Die Storyline bewegt sich immer und immer wieder innerhalb derselben 23 Minuten – mit denselben Orten und Personen, aber unterschiedlichen Möglichkeiten, die Zoe auslotet und wieder verwirft, oder die sie zum Teil auch weiterbringen. Besonders tricky: Personen agieren, je nachdem auf welche Weise Zoe auf sie zugeht, in den verschiedenen Zeitsprüngen komplett anders, was einem echten Eiertanz entspricht und Zoe zweifeln lässt, ob es eine perfekte Lösung überhaupt geben kann. Das ist richtig gut und glaubwürdig gemacht.

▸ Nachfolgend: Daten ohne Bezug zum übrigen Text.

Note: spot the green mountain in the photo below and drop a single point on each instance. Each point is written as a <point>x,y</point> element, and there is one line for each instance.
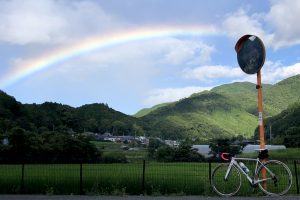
<point>227,110</point>
<point>283,128</point>
<point>63,118</point>
<point>146,111</point>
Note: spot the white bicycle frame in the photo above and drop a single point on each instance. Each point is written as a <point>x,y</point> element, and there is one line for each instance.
<point>255,179</point>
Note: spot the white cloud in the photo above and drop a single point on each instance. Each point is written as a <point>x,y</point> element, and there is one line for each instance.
<point>239,24</point>
<point>50,21</point>
<point>212,72</point>
<point>188,51</point>
<point>273,72</point>
<point>158,96</point>
<point>277,27</point>
<point>284,17</point>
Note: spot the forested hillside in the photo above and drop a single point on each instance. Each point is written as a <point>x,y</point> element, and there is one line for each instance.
<point>284,127</point>
<point>227,110</point>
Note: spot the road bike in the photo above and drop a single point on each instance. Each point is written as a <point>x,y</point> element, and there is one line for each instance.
<point>273,177</point>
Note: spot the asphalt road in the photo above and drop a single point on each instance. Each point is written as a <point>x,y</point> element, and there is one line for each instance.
<point>43,197</point>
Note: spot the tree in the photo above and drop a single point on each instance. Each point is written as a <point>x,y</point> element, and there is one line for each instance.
<point>223,145</point>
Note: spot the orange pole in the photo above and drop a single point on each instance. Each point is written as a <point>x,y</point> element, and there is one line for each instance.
<point>260,113</point>
<point>261,122</point>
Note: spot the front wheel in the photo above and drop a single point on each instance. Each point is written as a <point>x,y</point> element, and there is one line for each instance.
<point>222,186</point>
<point>278,178</point>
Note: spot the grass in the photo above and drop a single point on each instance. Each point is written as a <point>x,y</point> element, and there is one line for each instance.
<point>280,154</point>
<point>133,155</point>
<point>115,179</point>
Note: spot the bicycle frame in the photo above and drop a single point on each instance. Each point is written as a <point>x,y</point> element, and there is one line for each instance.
<point>253,180</point>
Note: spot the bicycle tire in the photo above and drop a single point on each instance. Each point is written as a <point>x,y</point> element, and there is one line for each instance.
<point>278,185</point>
<point>227,187</point>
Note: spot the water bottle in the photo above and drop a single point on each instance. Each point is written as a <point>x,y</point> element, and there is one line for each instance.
<point>243,166</point>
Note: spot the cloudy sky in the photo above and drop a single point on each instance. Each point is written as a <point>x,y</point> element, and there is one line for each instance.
<point>142,71</point>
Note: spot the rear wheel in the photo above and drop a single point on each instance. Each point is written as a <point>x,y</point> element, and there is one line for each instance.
<point>278,178</point>
<point>227,187</point>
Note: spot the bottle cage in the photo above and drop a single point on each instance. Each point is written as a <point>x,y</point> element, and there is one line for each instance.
<point>263,154</point>
<point>226,156</point>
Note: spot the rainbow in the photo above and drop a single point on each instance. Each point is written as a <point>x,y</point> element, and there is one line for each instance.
<point>85,46</point>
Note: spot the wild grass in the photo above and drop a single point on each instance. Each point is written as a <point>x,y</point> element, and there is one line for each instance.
<point>115,179</point>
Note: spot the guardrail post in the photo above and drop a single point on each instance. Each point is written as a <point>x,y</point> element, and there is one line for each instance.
<point>296,174</point>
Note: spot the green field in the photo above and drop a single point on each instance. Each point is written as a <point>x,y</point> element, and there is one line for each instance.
<point>114,179</point>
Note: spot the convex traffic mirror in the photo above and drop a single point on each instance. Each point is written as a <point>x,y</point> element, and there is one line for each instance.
<point>250,53</point>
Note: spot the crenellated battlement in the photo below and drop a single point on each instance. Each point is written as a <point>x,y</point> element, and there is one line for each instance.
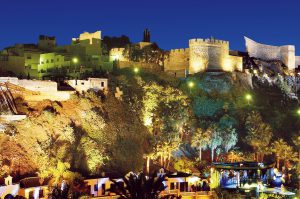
<point>180,50</point>
<point>213,41</point>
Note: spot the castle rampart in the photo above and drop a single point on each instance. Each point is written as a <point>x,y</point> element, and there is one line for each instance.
<point>203,54</point>
<point>117,54</point>
<point>211,54</point>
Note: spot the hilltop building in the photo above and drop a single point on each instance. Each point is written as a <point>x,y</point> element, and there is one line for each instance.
<point>202,55</point>
<point>46,59</point>
<point>286,54</point>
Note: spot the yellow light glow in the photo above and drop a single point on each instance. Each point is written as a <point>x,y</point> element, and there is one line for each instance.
<point>136,70</point>
<point>75,60</point>
<point>148,121</point>
<point>116,57</point>
<point>191,84</point>
<point>248,97</point>
<point>193,179</point>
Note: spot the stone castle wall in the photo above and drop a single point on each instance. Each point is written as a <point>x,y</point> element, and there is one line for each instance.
<point>212,55</point>
<point>177,60</point>
<point>127,64</point>
<point>117,54</point>
<point>266,52</point>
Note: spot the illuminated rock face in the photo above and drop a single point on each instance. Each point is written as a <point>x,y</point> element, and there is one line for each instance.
<point>117,54</point>
<point>266,52</point>
<point>212,55</point>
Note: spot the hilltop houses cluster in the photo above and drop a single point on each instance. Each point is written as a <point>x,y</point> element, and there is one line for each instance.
<point>76,63</point>
<point>46,58</point>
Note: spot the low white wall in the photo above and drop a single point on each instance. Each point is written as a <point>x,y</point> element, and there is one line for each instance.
<point>9,189</point>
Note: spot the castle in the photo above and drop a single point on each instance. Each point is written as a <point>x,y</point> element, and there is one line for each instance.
<point>84,56</point>
<point>46,59</point>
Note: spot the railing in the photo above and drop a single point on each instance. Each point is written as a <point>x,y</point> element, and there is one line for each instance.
<point>188,195</point>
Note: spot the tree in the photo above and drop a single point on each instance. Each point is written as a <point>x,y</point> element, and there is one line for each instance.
<point>59,173</point>
<point>283,151</point>
<point>200,140</point>
<point>229,138</point>
<point>183,164</point>
<point>235,156</point>
<point>259,134</point>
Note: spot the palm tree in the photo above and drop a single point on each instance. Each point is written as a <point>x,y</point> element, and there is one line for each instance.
<point>200,140</point>
<point>139,186</point>
<point>283,151</point>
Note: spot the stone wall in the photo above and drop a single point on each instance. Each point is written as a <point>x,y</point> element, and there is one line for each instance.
<point>117,54</point>
<point>212,55</point>
<point>177,60</point>
<point>90,36</point>
<point>51,95</point>
<point>128,64</point>
<point>269,53</point>
<point>92,83</point>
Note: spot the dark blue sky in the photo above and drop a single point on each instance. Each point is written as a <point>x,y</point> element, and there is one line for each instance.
<point>171,22</point>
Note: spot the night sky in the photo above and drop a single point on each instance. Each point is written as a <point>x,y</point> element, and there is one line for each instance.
<point>171,22</point>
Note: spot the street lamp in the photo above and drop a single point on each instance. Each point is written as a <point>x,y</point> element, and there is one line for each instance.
<point>298,111</point>
<point>75,61</point>
<point>248,98</point>
<point>191,85</point>
<point>136,70</point>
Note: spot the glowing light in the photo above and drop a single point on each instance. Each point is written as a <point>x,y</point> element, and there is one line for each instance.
<point>248,97</point>
<point>136,70</point>
<point>75,60</point>
<point>148,121</point>
<point>193,179</point>
<point>191,84</point>
<point>116,57</point>
<point>298,111</point>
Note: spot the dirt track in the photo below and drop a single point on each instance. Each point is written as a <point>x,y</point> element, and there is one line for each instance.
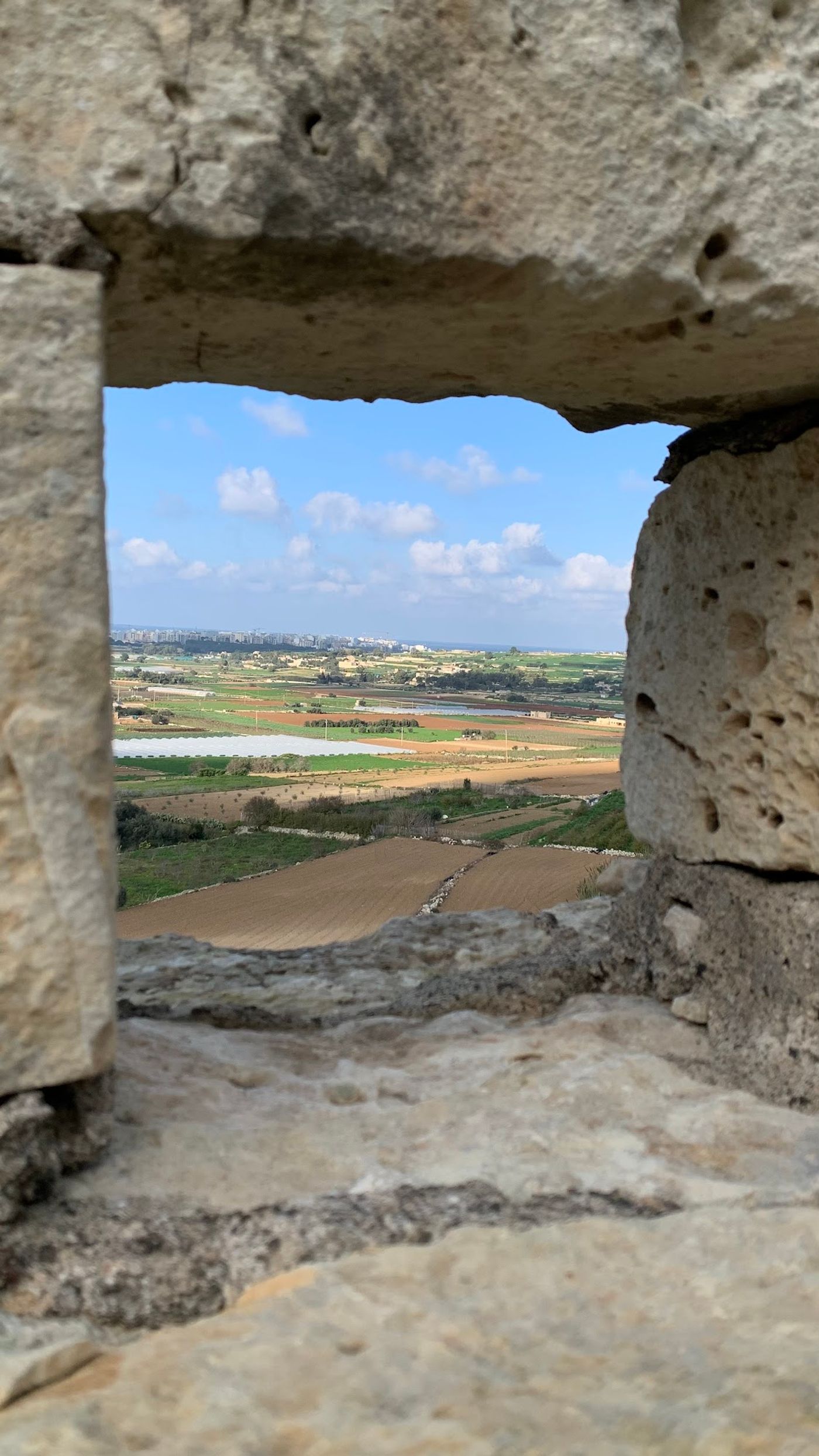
<point>582,776</point>
<point>337,899</point>
<point>522,880</point>
<point>473,825</point>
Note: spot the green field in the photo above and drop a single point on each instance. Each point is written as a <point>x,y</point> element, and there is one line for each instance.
<point>174,779</point>
<point>150,874</point>
<point>600,826</point>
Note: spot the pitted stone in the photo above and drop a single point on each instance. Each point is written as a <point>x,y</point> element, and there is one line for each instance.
<point>605,207</point>
<point>56,853</point>
<point>723,663</point>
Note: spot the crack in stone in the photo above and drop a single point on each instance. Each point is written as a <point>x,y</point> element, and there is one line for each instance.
<point>752,434</point>
<point>140,1263</point>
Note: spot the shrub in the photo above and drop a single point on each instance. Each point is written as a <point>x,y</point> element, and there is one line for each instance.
<point>137,829</point>
<point>588,887</point>
<point>260,813</point>
<point>239,766</point>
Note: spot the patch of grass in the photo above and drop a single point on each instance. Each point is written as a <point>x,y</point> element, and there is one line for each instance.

Die Geschichte steht und fällt mit der 15jährigen Hauptfigur Zoe, die mich vom ersten bis zum letzten Satz mitgezogen hat. Das Buch bietet im Grunde zuwenig Platz, um Zoes Biografie detaillierter zu fassen und wirft den Lesern nur wenige wichtige Informationsbröckchen hin, was den einen oder anderen stören mag, worauf ich mich aber gut einlassen konnte. Wichtig ist vor allem, dass Zoe vollkommen auf sich alleine gestellt ist. Sie ist eine kleine Stromerin mit blaugefärbten Haaren, die nicht ernst genommen wird, die aus dem Rahmen fällt, keine Bezugspersonen hat, aber hartnäckig einem inneren Kompass für „richtig“ oder „falsch“ folgt. Zoe mag in ihrer überlegten Art nicht immer eine typische 15jährige sein, aber ich mochte ihre Gedanken sehr und konnte ihre jugendliche Hilflosigkeit erdrückend spüren – obgleich nicht einmal in der Ich-Perspektive geschrieben wird.

Sie weiß, wie sie aussieht – wie ein Teenager von der Straße, oder zumindest ein lästiger Teenager, was sie beides nicht ist, aber so sieht sie nun mal aus. S. 31

Das Buch ist in sich abgeschlossen, trotzdem habe ich gegoogelt, ob es nicht eine Fortsetzung geben könnte. Denn es scheint fasst, als ließe sich die Autorin ein kleines Hintertürchen offen. Nicht nur entwickelt sich in „Nie mehr zurück“ ganz am Rande eine ungewöhnliche Liebesgeschichte/Freundschaft, der ich gerne weiter gefolgt wäre, auch über Zoe und ihre besondere Fähigkeit gäbe es noch soviel mehr zu erfahren. Aber schade… Vivian Vande Velde lässt ihre Geschichten wohl einfach gerne etwas offen enden. In einem Interview konnte ich lesen, dass sie eine Fortsetzung zwar nicht ausschließt, derzeit aber keine plant.

Vielleicht sollte man tatsächlich einfach aufhören, wenn es am schönsten ist. Oder dieses rasante kleine Büchlein noch einmal lesen, was ich sicher irgendwann tun werde!

Fazit: Kurz aber mitreißend! Eine tolle, neue Zeitreisevariante.